Cemar não pode realizar perícia em medidor de energia por conta própria



A Companhia Energética do Maranhão (CEMAR) não pode realizar perícia em medidor de energia elétrica e aplicar multa sem a presença de órgãos vinculados à segurança pública e/ou o órgão metrológico oficial, não podendo tal procedimento ser realizado pela própria concessionária de energia elétrica, caracterizando interesse próprio. Este é o entendimento de sentença judicial da 1ª Vara de Barra do Corda.

A ação foi movida por um consumidor com pedido de indenização e declaração de inexistência de débito.

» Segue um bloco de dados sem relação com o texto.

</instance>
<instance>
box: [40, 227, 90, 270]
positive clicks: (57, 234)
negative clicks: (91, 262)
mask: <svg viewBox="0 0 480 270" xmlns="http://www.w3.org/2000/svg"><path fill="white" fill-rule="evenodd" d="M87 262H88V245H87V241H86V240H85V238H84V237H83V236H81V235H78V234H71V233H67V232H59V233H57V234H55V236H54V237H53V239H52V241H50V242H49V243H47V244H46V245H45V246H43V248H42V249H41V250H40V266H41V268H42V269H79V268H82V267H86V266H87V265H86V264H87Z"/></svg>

Alegou que em 26 de março de 2017 foi surpreendido por prepostos da CEMAR em sua residência, momento em que retiraram seu medidor e o substituíram por outro. Disse ainda que posteriormente recebeu fatura no valor de R$ 3.629,42 (três mil, seiscentos e vinte e nove reais e quarenta e dois centavos) e R$ 708,58 (setecentos e oito reais e cinquenta e oito centavos), referente a suposta multa por consumo não registrado.

Ele afirmou que a cobrança é excessiva e abusiva, posto que não foram observados o procedimento e as regras de apuração dispostas pelos órgãos regulamentadores e, por isso, requereu de forma urgente à Justiça que obrigasse a CEMAR a restabelecer o fornecimento de sua energia.

Foi realizada uma audiência de conciliação e mediação, mas as partes não chegaram a nenhum acordo. A CEMAR apresentou contestação alegando que o débito é legal bem como todo o procedimento adotado pela empresa, e afirmou que não houve nenhuma conduta irregular, alegando legalidade de todos os atos da CEMAR.

Após lançar outros argumentos, pediu a improcedência da ação, acrescentado que não cometeu nenhuma conduta ilícita passível indenização por danos morais e materiais. “Observa-se que as alegações do requerente e os documentos apresentados demonstram que de fato houve falha na prestação dos serviços oferecidos pela requerida, momento que, de forma unilateral, investigou, julgou e condenou administrativamente a parte autora ao pagamento de multa por consumo não registrado”, diz a sentença.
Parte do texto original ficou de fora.